The Shell Collector

Vincent arrives with the gear, and I jump in the boat to take the tanks from him. The smell of the gas engine, the vinyl seats, the rot on the low-tide pilings, the gurgle of the idling outboards, all remind me of days out on the water with my dad. He kept our boat on the grass beside the driveway, and the salt water from the bilge kept a patch of the yard brown and lifeless.

 

Surprisingly, Ness’s boat isn’t much nicer than the one we grew up with. There’s a small cuddy cabin up front. A bait well in the floor. Dad kept our bait well full of closed cell foam for nestling the shells in. When the shelling was bad, we’d cast nets for bait and come home with fish instead. We weren’t allowed to come home empty-handed. It sometimes meant staying out after dark, which was when he taught me to recognize the lights of the boats on the water. Green over white for trawling. Red over white for fishing. All those twinkling, colorful constellations meant something to my father. The amount of time a buoy flashed—long, short, short—and he knew right where he was.

 

I miss him powerfully in that moment, standing aboard Ness’s boat, packing away the gear, all these things I did when I was eight that I do now at thirty-two. So much like Dad’s boat that I almost expect to turn and see him there, standing behind the wheel, telling me to cast off the lines, but it’s Ness saying it. He’s as old as my father was when he used to take me out. So young in retrospect, but Dad seemed impossibly ancient to me at the time. I thought I’d never be as old as he was, and yet here I am. And here he isn’t.

 

“You’re all clear,” I tell Ness, taking the last of the dock lines from Vincent. The mechanic pulls the dangling cigarette from his lips, smiles, and waves bon voyage. Pilings and the walls of the boathouse slide by, and then the low sun hits us again, and we are in the bay, pulling away. Monique and Vincent watch us with shielded eyes before they turn to tidy up.

 

“Sunscreen,” Ness reminds me. He hands me a bottle, and I start applying it to my face and neck. The wind picks up, and I lean with Ness against the wide bench seat behind the console. I watch him navigate the breakers, and I enjoy the thrum of the deck and the rise and fall of the bow as the sea reaches around the rocks and we race out to meet her head-on.

 

“That sandbar makes a nice break,” I say, raising my voice over the blat of the outboards and the hiss of the hull against the waves. I gesture toward the beach as we round the seawall; the backs of curling breakers can be seen as they topple and race toward the shore.

 

“You surf?” he asks.

 

I nod. “I took it up about ten years ago. It changed the way I shell.”

 

“Totally,” Ness says. “I’ve always said surfers make the best shellers. No one watches the sea and gets to know her rhythms like surfers do.
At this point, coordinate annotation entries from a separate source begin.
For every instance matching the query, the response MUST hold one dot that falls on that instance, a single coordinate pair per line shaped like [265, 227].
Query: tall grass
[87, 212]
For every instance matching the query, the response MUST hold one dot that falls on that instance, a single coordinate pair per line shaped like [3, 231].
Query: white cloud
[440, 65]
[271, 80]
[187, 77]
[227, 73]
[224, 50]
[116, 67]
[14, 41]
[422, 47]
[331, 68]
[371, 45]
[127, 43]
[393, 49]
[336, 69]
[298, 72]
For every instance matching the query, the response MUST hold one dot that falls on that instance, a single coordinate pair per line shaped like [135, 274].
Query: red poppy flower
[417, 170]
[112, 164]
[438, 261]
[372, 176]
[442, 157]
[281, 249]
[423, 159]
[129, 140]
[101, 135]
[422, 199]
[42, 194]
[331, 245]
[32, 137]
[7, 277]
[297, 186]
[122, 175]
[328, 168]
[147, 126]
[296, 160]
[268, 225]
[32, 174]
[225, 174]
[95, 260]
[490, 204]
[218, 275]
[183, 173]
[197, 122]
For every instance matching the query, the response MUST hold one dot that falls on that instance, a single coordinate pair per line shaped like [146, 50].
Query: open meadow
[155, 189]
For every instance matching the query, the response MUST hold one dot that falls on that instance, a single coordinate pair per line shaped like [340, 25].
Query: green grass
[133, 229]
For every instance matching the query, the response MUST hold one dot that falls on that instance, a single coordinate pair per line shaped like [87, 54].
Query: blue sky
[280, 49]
When you study the breaks, you get to know what the world is like beneath all that water—”

 

“You can see where the pockets are,” I say, finishing his thought. “You can picture what the reef looks like. Where the crags are and how the shells tumble in and get caught up. If it were me, I’d snorkel right out behind that point—” I gesture toward the natural jetty to the south.

 

“It’s a good spot,” Ness says. “If we weren’t skipping snorkeling, I would’ve taken you there.” He leans back, steering with just two fingers on the wheel, the lightest of touches. “This is the progression of my journey, really. As shells get harder and harder to find, we have to chase them back to the source. We can’t rely on them to wash up the beach. This is the path that led me to your shells—”

 

“The murex?” I ask. “Is that where we’re going today?”

 

“No,” Ness says. “Today is about showing you a phase of my journey. Trust me. You want to write your piece in installments, allow me to do the same.”

 

I feel like he’s punishing me, drawing it out like this. Getting back at me for my series of planned articles about his family.

 

“Diving is different than snorkeling, anyway. It’s too deep to read the swell. So we rely on instruments.” He indicates the depth meter and fish finder. The latter reveals the depths in a jagged line that must mean more to him than it does to me. “Knowing where to dive is the hard part,” he says. “In a lot of places, the sand moves under there. It’s different every day. And each year, we have to go deeper and deeper to get the good shells before someone else does. We have to fight over what few shells remain.”

 

“Soon we’ll be finding the loves of our lives in grade school,” I say.

 

Ness turns and studies me, his brow wrinkled in confusion, and I realize that I spoke out loud.

 

“Do what?” he asks.

 

“It’s … I have this thing about shelling and relationships,” I say. I imagine Michael up at the bow, looking back at me and rolling his eyes. But the analogy is too good to leave be. “What you just said, about getting to the shells early, it made me think of another way that shelling is like love. Shelling along the beach, grabbing the remnants, that’s like dating people our age, you know? People in their thirties and forties. They’re all roughed up. Late catches.”